While I was in the UK I took the opportunity to pick up some new books, one of which is
Ten Thousand Things, by Lothar Ledderose
. I hope to gain some insight into the art from this part of the world from this book, but the statement above troubles me. This setting up of “the Chinese” immediately enforces the relation of “otherness” between the author and the subject. Any utterance is liable to create this relationship, between author and subject, between knowledge and practice, between “now” and “then,” but it seems to me that in this case this relation is not a helpful one.

This book covers a spans thousands of years, a span which is itself intimately linked to Western history:

In roughly chronological sequence, the chapters cover a wide time span. The first case study deals with ritual bronze vessels of antiquity, particularly of the twelfth century B.C. Chapters 6 and 8, respectively, concern and encycolopedia of over one hundred million characters printed with movable type, and a series of bamboo paintings, both dating to the eighteenth century A.D.2

So who are these “Chinese” that the author sets up (or co-opts), that have maintained unique characteristics, deserving of a single name, over thousands of years? That’s many dynasties’ worth of people, with many groups coming and going in the history of the country, a country which has itself been geographically fluid.

Much of this relationship perhaps can be put down to the writer’s understanding of what is pragmatic in the face of his position: he reveals with these positioning statements that he writes for a Western audience.

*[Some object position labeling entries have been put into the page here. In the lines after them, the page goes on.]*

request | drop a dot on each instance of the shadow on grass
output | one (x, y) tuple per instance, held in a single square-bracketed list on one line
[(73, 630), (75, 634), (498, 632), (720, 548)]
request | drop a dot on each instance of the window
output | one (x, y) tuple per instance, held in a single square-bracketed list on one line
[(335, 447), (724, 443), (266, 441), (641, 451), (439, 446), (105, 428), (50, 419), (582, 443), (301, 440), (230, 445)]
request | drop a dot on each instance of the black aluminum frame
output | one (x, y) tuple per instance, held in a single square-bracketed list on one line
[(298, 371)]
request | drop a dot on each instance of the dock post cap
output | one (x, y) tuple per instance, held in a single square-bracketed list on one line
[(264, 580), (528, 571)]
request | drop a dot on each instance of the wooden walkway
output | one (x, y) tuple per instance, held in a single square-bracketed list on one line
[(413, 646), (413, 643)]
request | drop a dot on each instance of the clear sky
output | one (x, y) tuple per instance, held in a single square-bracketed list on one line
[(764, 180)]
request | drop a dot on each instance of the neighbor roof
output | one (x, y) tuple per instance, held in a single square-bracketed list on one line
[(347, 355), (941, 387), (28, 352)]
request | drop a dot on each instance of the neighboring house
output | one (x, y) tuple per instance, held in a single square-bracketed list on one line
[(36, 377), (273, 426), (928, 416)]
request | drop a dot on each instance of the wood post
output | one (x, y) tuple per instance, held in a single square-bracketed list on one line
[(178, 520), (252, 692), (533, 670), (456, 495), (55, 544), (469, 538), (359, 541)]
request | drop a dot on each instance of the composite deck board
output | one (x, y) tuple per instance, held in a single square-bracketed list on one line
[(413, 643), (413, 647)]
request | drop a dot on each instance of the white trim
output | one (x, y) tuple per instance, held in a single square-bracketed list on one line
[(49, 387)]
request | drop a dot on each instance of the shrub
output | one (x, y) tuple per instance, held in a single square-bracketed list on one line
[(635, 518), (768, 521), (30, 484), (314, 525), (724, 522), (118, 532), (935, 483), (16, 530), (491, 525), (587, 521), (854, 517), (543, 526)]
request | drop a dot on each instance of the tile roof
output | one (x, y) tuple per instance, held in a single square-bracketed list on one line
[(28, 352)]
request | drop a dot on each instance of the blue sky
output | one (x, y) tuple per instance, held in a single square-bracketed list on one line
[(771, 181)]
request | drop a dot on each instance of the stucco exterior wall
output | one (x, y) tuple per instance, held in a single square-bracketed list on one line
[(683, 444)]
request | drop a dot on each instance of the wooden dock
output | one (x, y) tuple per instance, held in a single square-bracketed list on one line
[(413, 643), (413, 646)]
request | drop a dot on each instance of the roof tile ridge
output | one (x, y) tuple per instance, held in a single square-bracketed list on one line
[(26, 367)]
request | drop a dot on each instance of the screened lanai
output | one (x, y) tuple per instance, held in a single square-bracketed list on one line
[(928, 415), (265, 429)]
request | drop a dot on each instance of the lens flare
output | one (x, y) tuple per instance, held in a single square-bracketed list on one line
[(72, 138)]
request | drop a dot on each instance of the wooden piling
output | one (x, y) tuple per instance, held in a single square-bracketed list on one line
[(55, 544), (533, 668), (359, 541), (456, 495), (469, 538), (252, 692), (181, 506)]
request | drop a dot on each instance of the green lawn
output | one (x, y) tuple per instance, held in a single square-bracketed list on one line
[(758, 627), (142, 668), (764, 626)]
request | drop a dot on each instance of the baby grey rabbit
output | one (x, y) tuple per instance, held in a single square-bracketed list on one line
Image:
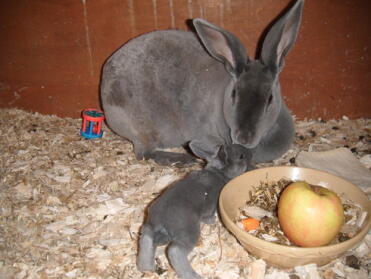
[(167, 88), (176, 215)]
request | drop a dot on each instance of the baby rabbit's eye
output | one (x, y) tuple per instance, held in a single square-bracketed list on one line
[(234, 95)]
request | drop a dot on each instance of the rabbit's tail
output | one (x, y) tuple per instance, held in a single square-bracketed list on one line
[(147, 250)]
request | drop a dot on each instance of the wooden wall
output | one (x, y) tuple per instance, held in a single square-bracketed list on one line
[(52, 51)]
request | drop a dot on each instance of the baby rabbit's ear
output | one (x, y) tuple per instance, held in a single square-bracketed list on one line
[(222, 45), (281, 37)]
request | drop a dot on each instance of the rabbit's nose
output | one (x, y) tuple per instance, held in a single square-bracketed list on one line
[(243, 138)]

I don’t deny that this categorisation can be useful and helpful, but what can we do when it becomes problematic? Is it a matter of explicitly positioning all our statements within their context (a potentially infinite task)? There can no absolute form to follow for this, no answer.

I’m perhaps making a small, pedantic point here, about a feature of the text that I have unnecessarily latched onto right at the start of reading this book. I know I will learn much about the objects it describes, I am just wary of how it will present the “whos” and the “whats” involved.

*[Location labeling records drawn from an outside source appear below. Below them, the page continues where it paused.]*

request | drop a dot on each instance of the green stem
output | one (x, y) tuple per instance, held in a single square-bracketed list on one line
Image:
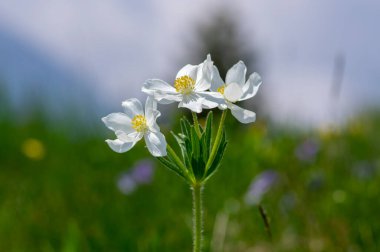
[(217, 140), (196, 124), (178, 161), (197, 217)]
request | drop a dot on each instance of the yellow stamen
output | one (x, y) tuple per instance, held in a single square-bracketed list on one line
[(221, 89), (184, 84), (139, 123)]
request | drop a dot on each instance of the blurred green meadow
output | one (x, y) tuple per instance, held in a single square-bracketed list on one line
[(59, 190)]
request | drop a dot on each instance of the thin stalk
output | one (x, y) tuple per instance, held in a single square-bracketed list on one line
[(178, 161), (197, 217), (217, 140), (196, 124)]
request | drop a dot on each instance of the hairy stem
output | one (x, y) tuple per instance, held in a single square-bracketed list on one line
[(217, 140), (178, 161), (196, 124), (197, 217)]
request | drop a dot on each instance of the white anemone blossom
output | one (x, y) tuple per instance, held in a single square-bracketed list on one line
[(235, 89), (134, 124), (189, 89)]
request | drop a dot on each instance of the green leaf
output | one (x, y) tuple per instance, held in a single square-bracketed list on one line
[(185, 126), (206, 138), (218, 157), (197, 163), (195, 143), (173, 167), (182, 146)]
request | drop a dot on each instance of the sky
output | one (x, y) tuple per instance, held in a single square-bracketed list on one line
[(116, 45)]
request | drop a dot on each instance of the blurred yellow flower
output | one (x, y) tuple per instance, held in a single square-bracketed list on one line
[(33, 149)]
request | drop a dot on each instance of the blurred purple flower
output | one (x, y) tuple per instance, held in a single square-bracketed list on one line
[(364, 170), (141, 173), (316, 181), (307, 150), (126, 184), (259, 186)]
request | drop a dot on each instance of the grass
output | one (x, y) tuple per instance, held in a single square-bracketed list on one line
[(65, 198)]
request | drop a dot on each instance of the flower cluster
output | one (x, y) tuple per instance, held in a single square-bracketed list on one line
[(196, 87)]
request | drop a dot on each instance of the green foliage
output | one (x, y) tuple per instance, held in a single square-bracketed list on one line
[(67, 199), (195, 152)]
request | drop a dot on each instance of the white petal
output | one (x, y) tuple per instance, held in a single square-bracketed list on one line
[(204, 75), (192, 102), (167, 98), (151, 86), (118, 121), (211, 99), (236, 74), (251, 87), (150, 108), (233, 92), (189, 70), (216, 81), (243, 115), (130, 137), (151, 113), (120, 146), (132, 107), (222, 106), (156, 143)]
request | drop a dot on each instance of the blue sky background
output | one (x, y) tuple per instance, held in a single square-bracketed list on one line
[(104, 50)]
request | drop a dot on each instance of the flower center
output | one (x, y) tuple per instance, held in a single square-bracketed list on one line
[(221, 89), (139, 123), (184, 84)]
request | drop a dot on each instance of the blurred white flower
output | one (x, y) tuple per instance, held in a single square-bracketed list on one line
[(235, 89), (190, 88), (134, 124)]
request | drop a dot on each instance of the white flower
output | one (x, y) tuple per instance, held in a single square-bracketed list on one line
[(189, 89), (134, 124), (236, 89)]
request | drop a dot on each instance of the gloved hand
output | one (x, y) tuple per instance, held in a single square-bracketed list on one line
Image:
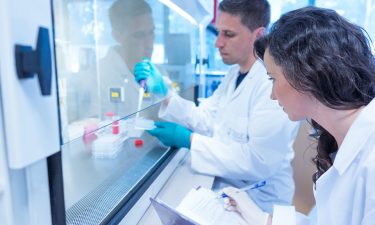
[(145, 70), (171, 134), (240, 201)]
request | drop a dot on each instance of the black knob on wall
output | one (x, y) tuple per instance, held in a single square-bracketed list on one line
[(38, 61)]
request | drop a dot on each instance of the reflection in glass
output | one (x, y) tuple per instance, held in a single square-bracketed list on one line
[(97, 45), (105, 155)]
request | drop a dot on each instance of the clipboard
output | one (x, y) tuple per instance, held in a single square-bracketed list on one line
[(169, 216)]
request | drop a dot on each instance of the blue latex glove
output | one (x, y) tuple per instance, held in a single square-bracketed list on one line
[(145, 70), (171, 134)]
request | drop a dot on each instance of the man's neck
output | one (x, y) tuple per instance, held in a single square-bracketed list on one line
[(246, 66)]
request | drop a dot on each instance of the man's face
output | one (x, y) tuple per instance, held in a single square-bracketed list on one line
[(235, 41), (138, 39)]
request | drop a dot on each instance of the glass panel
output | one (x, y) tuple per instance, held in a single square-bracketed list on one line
[(96, 57), (279, 7), (360, 12), (106, 153)]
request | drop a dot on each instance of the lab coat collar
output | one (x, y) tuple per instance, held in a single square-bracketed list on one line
[(359, 132), (255, 69)]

  1. Ledderose, Lothar (2000). Introduction. In: Ten Thousand Things: module and mass production in Chinese art (The A.W. Mellon lectures in the fine arts, 1998). Princeton: Princeton University Press. p.2.
  2. ibid., p.1.

magic?

There seems to have been a lot of magic in the air for art over the past few years.

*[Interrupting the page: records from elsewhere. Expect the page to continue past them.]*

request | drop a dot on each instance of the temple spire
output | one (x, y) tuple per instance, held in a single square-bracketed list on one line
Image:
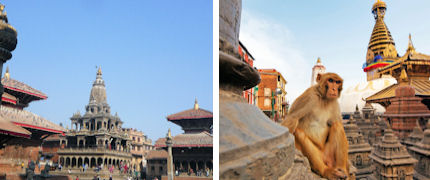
[(381, 49), (196, 105), (411, 48), (99, 72), (98, 91), (403, 77), (6, 74)]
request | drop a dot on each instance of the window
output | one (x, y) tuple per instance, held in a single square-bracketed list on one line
[(267, 102), (267, 92)]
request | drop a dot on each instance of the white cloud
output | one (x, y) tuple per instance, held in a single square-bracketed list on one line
[(272, 45)]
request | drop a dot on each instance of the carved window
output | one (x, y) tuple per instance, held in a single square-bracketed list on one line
[(359, 161), (267, 102), (267, 92), (402, 175)]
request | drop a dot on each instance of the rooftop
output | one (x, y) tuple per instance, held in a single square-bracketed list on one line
[(202, 139)]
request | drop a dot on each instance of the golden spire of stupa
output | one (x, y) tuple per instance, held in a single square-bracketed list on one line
[(99, 72), (6, 74), (403, 77), (381, 44), (196, 105), (169, 134), (411, 48)]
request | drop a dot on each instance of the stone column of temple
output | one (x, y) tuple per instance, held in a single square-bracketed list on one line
[(169, 144)]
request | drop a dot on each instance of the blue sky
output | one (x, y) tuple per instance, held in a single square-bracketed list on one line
[(291, 35), (156, 57)]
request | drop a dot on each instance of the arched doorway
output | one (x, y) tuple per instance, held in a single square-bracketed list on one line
[(79, 162), (93, 162)]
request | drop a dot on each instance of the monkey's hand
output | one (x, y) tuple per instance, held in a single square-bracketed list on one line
[(334, 173), (290, 123)]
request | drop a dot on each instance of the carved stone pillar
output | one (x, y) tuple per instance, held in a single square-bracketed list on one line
[(251, 146)]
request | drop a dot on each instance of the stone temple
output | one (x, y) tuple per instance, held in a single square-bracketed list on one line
[(96, 138)]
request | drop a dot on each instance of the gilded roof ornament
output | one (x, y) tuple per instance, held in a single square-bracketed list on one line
[(411, 48), (169, 134), (99, 72), (196, 105), (6, 74), (403, 77)]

I just got back from Europe, mainly to visit the UK with its annual art fair smörgåsbord, Frieze and Zoo. On my way home I stayed for a week in Switzerland (thank you to Marianne for the room) where I was able to catch the impressive SHIFT Festival, which took place in Basel last weekend.

SHIFT is billed as the “Electronic Arts Festival,” and my first experience of it was last year in Beijing where they organised a mini-festival at the Yugong Yishan club.

This year’s Festival theme caught my attention because it reminded me of something which has been annoying my contemporary art peripheral vision over the past few years, being as it was “Magic. Tech-Evocations and Assumptions of Paranormal Realities.” I’ve noticed a growing interest in all things “magic” in contemporary art. A small selection of examples: there have been many shows showing work dealing with or constructing alternative realities based on “magical” appropriations of historical styles and/or events. Just before I left for China I saw a solo show at Wilkinson Gallery (their site is blocked here in China so I can’t get the details just yet), through groups shows such as ”Martian Museum of Terrestrial Art” (one of whose 4 sections was titled “Magic and Belief”). There is also the “mythopoetic fictions” of Plastique Fantastique, and the shamanism and animism of Marcus Coates.

In China, the history of what constitutes magic is somewhat different, but Western ideas of stage magic are still popular here. The performance on CCTV’s 2009 Spring Festival Gala of Taiwanese close-up magician Louis Liu (刘谦) led to an incredible popularisation of magic. TV shows about all kinds of magic have become immensely popular and Louis himself has become a household name. Perhaps we can look forward to seeing Chinese contemporary artists taking the bait and start to address this development of society through their work?